The New Mexico district attorney noted Friday that the cast and crew of the Western film “Rust” who handled guns on the set, where actor Alec Baldwin accidentally shot and killed a cinematographer, may face criminal charges.
Mary Carmack-Altwies said in a statement that she had not made any decision yet on charges but that everyone involved "in the handling and use of firearms on the set had a duty to behave in a manner such that the safety of others was protected."
Once the investigation is complete "certain individuals may be criminally culpable for his/her actions and/or inactions on the set of 'Rust,'" she added.
Carmack-Altwies gave no indication when the investigation might conclude.
Her statement followed a television interview on Thursday by Baldwin, who was holding the gun when it fired a live bullet and killed cinematographer Halyna Hutchins and wounded director Joel Souza during a rehearsal in October on a ranch near Santa Fe.
Baldwin said in the interview that he did not believe he was responsible for Hutchins's death and that he did not think he would be criminally charged. The actor had been told by a crew member that the gun was safe.
"I feel someone is responsible for what happened, but I know it isn't me. I might have killed myself if I thought I was responsible, and I don't say that lightly," Baldwin told ABC television's George Stephanopoulos in his first public comments on the accident.
"I've been told by people in the know... that it is highly unlikely I would be charged with anything criminally," said Baldwin, who has been interviewed by the investigators.
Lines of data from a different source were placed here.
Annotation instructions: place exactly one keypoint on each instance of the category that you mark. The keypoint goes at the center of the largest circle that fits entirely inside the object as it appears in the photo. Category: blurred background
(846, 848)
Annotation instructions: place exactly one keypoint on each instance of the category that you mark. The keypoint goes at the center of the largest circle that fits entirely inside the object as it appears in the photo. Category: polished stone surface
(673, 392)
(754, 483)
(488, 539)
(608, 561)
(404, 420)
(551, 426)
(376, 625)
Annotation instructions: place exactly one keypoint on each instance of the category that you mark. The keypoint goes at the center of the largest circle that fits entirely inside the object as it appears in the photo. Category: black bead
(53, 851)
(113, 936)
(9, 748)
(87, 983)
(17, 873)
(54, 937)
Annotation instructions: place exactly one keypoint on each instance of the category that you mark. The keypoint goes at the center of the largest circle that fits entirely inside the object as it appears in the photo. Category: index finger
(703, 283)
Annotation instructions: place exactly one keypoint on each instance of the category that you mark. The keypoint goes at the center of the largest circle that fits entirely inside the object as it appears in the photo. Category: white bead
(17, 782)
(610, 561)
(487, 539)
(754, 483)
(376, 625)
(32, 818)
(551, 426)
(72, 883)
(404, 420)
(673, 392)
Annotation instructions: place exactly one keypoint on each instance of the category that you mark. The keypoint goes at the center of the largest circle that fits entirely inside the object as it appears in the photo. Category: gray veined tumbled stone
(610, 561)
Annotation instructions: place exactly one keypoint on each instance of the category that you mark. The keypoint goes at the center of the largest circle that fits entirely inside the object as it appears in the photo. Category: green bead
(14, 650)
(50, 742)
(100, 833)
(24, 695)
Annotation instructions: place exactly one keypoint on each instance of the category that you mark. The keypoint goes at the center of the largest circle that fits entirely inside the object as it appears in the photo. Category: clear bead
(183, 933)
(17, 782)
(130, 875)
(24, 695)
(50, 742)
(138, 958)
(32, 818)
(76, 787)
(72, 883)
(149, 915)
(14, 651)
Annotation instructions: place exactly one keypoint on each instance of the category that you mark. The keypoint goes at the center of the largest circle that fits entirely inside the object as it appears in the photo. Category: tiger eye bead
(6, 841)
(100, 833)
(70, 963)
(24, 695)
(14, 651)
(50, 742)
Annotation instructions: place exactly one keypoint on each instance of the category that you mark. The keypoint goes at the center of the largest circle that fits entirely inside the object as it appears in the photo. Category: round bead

Baldwin said that as an actor he was not responsible for checking the gun, or what it was loaded with. He also said he did not pull the trigger but the revolver fired as he cocked the gun while practicing a shot.
"I let go of the hammer of the gun and it goes off," he said in Thursday's interview.
Authorities in Santa Fe have been focusing their attention on how live bullets found their way onto the set.
An attorney for armorer Hannah Gutierrez, who was in charge of weapons, has said she checked the gun before it was handed to Baldwin by assistant director Dave Halls, who shouted that it was "cold" or safe.